These permissively licensed datasets advance innovation in machine learning research and commercial applications, the consortium said.

According to an official release, the People’s Speech Dataset is among the world’s largest English speech recognition datasets licensed for academic and commercial usage. The 30,000-hour supervised conversational dataset is an order of magnitude larger than what was available just a few years ago.

The dataset, released under a Creative Commons license, democratises access to speech technology such as voice assistants and transcription, and unlocks innovation in the machine learning community. Contributors to the dataset include researchers from Baidu, Factored, Harvard University, Intel, Landing AI, and NVIDIA. It can be downloaded at mlcommons.org/speech.

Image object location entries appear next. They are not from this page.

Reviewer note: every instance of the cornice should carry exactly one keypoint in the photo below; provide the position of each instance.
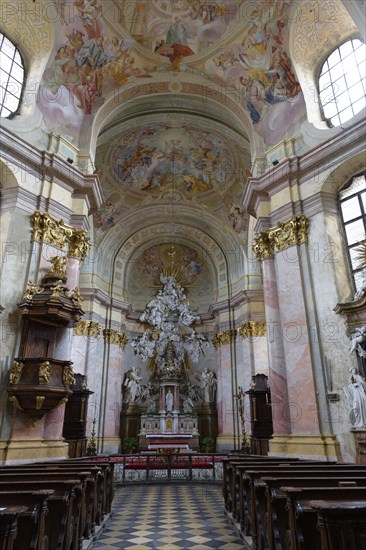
(45, 165)
(297, 170)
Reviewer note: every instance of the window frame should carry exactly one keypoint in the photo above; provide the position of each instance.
(17, 50)
(351, 220)
(319, 74)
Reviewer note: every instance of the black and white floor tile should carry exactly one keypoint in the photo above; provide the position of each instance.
(168, 517)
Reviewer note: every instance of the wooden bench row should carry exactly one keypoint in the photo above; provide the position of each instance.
(64, 502)
(276, 503)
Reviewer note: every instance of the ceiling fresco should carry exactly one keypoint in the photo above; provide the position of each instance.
(159, 155)
(242, 45)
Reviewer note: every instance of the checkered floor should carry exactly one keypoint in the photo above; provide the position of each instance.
(168, 517)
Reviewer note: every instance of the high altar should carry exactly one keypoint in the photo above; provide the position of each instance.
(169, 412)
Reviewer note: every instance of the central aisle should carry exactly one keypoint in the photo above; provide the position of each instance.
(168, 517)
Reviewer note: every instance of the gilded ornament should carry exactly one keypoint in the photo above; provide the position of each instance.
(31, 290)
(58, 270)
(49, 230)
(39, 402)
(68, 377)
(252, 329)
(290, 233)
(87, 328)
(15, 372)
(224, 338)
(114, 337)
(79, 244)
(57, 290)
(13, 399)
(262, 246)
(44, 372)
(76, 297)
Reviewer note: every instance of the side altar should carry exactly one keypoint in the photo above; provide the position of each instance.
(166, 413)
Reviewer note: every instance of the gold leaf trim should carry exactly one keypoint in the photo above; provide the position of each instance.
(87, 328)
(252, 329)
(285, 234)
(114, 337)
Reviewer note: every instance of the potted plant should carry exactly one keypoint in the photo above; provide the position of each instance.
(130, 445)
(208, 445)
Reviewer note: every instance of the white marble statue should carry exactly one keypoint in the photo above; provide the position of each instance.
(355, 393)
(208, 385)
(169, 401)
(132, 385)
(362, 290)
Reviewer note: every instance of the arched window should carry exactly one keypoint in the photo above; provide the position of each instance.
(11, 77)
(342, 82)
(352, 200)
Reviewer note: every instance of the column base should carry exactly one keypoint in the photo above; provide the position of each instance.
(33, 450)
(360, 440)
(308, 447)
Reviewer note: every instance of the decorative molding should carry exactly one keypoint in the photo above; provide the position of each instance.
(224, 338)
(15, 372)
(285, 234)
(252, 329)
(114, 337)
(68, 376)
(48, 230)
(79, 245)
(87, 328)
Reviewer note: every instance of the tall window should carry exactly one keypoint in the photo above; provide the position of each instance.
(352, 201)
(11, 77)
(342, 82)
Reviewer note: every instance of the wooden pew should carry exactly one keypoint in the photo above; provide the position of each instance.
(88, 506)
(342, 524)
(270, 504)
(251, 513)
(62, 521)
(30, 521)
(303, 533)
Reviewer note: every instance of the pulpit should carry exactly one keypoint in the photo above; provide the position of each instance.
(260, 414)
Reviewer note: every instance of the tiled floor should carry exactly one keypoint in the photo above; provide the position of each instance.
(168, 517)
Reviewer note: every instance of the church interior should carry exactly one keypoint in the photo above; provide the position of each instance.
(183, 221)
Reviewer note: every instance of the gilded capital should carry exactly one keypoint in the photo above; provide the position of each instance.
(224, 338)
(87, 328)
(252, 329)
(47, 229)
(263, 246)
(289, 233)
(114, 337)
(79, 244)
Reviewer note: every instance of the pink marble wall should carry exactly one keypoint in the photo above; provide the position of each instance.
(113, 395)
(276, 353)
(302, 406)
(224, 391)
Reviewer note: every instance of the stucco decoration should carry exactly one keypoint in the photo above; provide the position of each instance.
(161, 155)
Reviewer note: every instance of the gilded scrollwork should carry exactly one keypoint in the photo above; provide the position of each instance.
(68, 377)
(262, 246)
(114, 337)
(15, 372)
(44, 372)
(79, 244)
(224, 338)
(252, 329)
(48, 230)
(57, 233)
(87, 328)
(285, 234)
(31, 290)
(58, 269)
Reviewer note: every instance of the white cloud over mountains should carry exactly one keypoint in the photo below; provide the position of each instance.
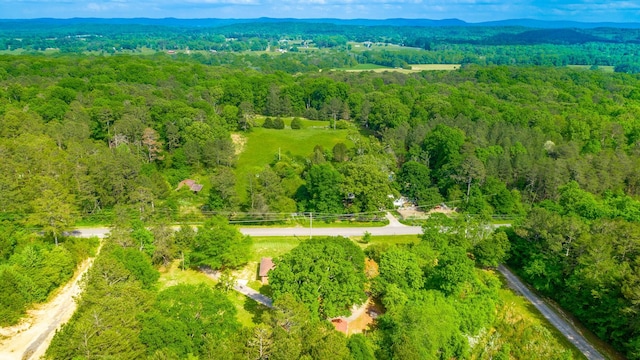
(468, 10)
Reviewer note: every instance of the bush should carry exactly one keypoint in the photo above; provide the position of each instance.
(296, 123)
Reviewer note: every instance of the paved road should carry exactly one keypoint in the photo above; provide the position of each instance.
(394, 228)
(556, 320)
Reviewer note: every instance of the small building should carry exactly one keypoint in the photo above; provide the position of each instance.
(191, 184)
(340, 324)
(266, 264)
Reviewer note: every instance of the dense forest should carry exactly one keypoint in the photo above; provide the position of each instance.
(89, 138)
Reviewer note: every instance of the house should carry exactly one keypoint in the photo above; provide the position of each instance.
(340, 324)
(191, 184)
(266, 264)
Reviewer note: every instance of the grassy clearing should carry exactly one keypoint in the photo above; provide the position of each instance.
(279, 245)
(273, 246)
(526, 329)
(429, 67)
(414, 68)
(248, 310)
(263, 145)
(392, 240)
(603, 68)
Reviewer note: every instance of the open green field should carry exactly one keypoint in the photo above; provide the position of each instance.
(517, 317)
(604, 68)
(274, 246)
(261, 147)
(414, 68)
(361, 46)
(174, 275)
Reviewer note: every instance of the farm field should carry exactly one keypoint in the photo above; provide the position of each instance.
(414, 68)
(604, 68)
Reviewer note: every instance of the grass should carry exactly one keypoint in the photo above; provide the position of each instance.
(517, 314)
(262, 147)
(603, 68)
(248, 310)
(414, 68)
(273, 246)
(393, 239)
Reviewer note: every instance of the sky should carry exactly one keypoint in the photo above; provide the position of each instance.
(467, 10)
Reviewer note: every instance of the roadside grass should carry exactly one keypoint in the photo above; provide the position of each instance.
(263, 146)
(517, 315)
(274, 246)
(389, 239)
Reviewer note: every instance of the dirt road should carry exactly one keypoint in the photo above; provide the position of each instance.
(31, 338)
(556, 320)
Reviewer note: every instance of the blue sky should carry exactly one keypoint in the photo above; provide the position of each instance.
(468, 10)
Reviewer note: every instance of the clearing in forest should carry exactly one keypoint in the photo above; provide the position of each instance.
(262, 146)
(414, 68)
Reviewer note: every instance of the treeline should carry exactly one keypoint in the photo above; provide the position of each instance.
(583, 252)
(125, 131)
(83, 135)
(425, 45)
(435, 296)
(32, 267)
(124, 312)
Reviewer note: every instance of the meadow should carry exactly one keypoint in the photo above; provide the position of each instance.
(261, 147)
(414, 68)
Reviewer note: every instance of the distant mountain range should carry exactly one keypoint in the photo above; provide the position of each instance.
(528, 23)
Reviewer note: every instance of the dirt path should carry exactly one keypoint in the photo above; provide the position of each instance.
(31, 338)
(556, 320)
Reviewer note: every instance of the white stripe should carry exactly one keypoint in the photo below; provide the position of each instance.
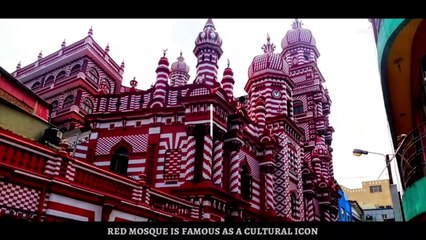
(141, 169)
(80, 155)
(82, 147)
(67, 215)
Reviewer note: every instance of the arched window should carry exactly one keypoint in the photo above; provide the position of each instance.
(246, 180)
(120, 161)
(68, 102)
(49, 80)
(107, 85)
(93, 75)
(297, 107)
(88, 105)
(293, 205)
(36, 86)
(75, 69)
(61, 75)
(289, 107)
(54, 105)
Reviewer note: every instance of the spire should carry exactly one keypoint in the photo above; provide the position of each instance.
(296, 24)
(107, 48)
(268, 47)
(133, 83)
(209, 23)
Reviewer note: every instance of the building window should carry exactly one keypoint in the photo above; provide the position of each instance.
(75, 69)
(293, 205)
(297, 107)
(88, 106)
(120, 161)
(93, 75)
(49, 80)
(68, 102)
(54, 105)
(246, 182)
(172, 164)
(36, 86)
(374, 189)
(61, 75)
(107, 86)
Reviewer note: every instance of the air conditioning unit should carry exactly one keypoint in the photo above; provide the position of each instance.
(52, 136)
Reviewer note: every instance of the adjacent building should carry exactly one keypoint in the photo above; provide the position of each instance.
(402, 65)
(186, 149)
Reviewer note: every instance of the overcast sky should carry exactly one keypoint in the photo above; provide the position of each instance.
(348, 62)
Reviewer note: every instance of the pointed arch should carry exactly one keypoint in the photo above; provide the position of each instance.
(246, 180)
(120, 157)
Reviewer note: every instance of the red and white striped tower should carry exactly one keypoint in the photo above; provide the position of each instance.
(179, 72)
(208, 51)
(190, 153)
(218, 158)
(207, 153)
(235, 175)
(260, 114)
(228, 82)
(162, 78)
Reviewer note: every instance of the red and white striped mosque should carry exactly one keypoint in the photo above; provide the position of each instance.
(186, 149)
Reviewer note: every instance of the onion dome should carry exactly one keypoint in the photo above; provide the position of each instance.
(180, 65)
(209, 35)
(269, 62)
(297, 35)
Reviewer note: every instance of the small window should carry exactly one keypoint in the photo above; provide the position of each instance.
(246, 183)
(93, 75)
(75, 69)
(61, 75)
(49, 80)
(68, 102)
(120, 161)
(55, 106)
(375, 189)
(293, 205)
(298, 107)
(88, 106)
(36, 86)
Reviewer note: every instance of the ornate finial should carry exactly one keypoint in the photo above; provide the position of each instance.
(209, 23)
(296, 24)
(180, 58)
(133, 82)
(268, 47)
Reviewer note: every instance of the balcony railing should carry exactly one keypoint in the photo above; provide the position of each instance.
(413, 156)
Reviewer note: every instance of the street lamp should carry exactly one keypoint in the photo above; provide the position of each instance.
(359, 152)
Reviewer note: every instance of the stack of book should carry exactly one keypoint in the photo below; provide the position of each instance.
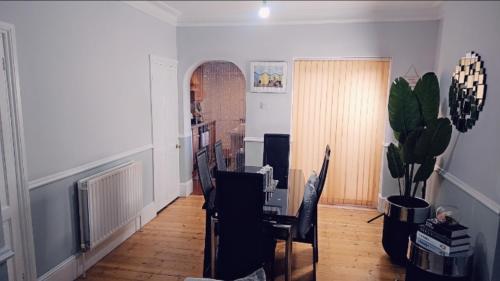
(442, 238)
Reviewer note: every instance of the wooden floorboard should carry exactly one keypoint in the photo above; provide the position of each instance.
(170, 248)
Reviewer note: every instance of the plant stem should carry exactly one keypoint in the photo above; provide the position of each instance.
(424, 189)
(407, 181)
(411, 175)
(399, 183)
(415, 189)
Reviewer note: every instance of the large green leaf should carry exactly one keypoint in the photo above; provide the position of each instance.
(427, 93)
(404, 112)
(394, 162)
(425, 170)
(408, 155)
(434, 139)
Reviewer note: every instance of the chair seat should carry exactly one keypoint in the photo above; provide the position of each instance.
(209, 204)
(281, 233)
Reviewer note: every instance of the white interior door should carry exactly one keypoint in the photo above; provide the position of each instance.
(8, 182)
(165, 130)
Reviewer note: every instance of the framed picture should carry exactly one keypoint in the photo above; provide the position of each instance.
(268, 77)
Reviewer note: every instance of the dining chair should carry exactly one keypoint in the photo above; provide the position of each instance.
(220, 161)
(208, 190)
(243, 245)
(207, 186)
(306, 229)
(276, 154)
(323, 172)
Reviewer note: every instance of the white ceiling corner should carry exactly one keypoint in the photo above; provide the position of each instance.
(230, 13)
(157, 9)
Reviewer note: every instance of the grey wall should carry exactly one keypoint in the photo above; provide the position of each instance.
(54, 212)
(76, 61)
(474, 157)
(84, 73)
(405, 42)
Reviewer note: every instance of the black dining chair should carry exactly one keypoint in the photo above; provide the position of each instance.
(220, 161)
(208, 190)
(324, 171)
(243, 244)
(276, 154)
(306, 229)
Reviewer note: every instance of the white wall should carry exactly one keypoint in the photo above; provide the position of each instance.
(84, 74)
(473, 158)
(405, 42)
(78, 61)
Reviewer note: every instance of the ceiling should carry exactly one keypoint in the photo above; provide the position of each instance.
(219, 13)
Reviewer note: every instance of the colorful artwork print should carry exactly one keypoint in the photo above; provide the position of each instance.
(268, 77)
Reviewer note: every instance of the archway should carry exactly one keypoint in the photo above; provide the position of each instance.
(217, 103)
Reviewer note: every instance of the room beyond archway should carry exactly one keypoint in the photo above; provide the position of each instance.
(217, 95)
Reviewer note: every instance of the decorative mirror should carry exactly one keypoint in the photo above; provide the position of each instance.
(467, 92)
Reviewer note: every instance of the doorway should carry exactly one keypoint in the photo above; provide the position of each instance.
(16, 238)
(164, 101)
(341, 103)
(218, 113)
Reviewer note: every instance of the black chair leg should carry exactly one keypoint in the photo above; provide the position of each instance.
(314, 270)
(315, 245)
(207, 260)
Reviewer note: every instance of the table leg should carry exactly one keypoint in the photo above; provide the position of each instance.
(213, 246)
(288, 256)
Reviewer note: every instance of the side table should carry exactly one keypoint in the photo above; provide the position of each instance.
(425, 265)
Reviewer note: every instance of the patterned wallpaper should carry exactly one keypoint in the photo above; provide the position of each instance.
(223, 87)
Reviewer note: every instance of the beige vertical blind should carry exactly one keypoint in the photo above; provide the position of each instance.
(341, 103)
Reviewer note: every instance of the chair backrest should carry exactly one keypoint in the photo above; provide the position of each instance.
(239, 203)
(276, 154)
(324, 171)
(220, 161)
(204, 173)
(308, 207)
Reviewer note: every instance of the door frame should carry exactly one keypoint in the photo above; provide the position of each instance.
(24, 207)
(155, 58)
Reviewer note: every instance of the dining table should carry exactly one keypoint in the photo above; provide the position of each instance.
(281, 210)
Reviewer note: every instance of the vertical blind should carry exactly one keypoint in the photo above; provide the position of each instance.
(341, 103)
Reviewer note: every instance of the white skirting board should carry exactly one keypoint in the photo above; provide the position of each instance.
(186, 188)
(381, 203)
(71, 268)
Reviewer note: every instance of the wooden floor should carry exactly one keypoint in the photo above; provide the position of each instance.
(171, 248)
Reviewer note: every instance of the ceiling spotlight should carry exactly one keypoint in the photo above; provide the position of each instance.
(264, 11)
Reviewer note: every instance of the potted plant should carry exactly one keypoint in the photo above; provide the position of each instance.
(421, 137)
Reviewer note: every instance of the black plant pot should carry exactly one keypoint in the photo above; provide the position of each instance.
(401, 219)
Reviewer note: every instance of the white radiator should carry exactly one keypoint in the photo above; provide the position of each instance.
(108, 201)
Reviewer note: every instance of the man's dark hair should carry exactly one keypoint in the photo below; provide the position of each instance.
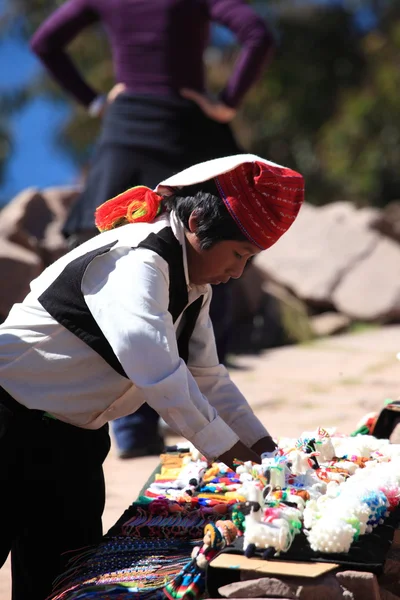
(214, 223)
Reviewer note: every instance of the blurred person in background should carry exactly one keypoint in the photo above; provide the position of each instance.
(157, 119)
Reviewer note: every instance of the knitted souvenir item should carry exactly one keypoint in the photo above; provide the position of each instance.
(190, 582)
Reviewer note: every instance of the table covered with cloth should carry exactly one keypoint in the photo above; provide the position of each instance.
(152, 542)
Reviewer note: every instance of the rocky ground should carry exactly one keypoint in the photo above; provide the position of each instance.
(331, 382)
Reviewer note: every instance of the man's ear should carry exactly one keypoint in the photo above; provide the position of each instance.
(193, 222)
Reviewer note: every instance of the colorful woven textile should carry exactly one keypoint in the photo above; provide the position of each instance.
(123, 564)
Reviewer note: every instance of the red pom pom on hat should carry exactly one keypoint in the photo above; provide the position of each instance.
(138, 204)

The other release of the day, Multilingual Spoken Words Corpus (MSWC) is a rich audio speech dataset with more than 340,000 keywords in 50 languages with upwards of 23.4 million examples. Previous datasets relied on manual efforts to collect and validate thousands of utterances for each keyword and were commonly restricted to a single language.

A diverse multilingual dataset that spans languages spoken by over five billion people, MSWC advances the research and development of applications such as voice interfaces for a broad global audience. Contributors to the MSWC include researchers from Coqui, Factored, Google, Harvard University, Intel, Landing AI, NVIDIA, and the University of Michigan. It can be downloaded at mlcommons.org/words.

MLCommons also unveiled the new DataPerf benchmark suite that supports data-centric AI innovation by measuring the quality of datasets for common ML tasks and the impact of enhancing datasets. Also, the association is issuing a call for participation in the new DataPerf benchmark suite, which measures and encourages innovation in data-centric AI.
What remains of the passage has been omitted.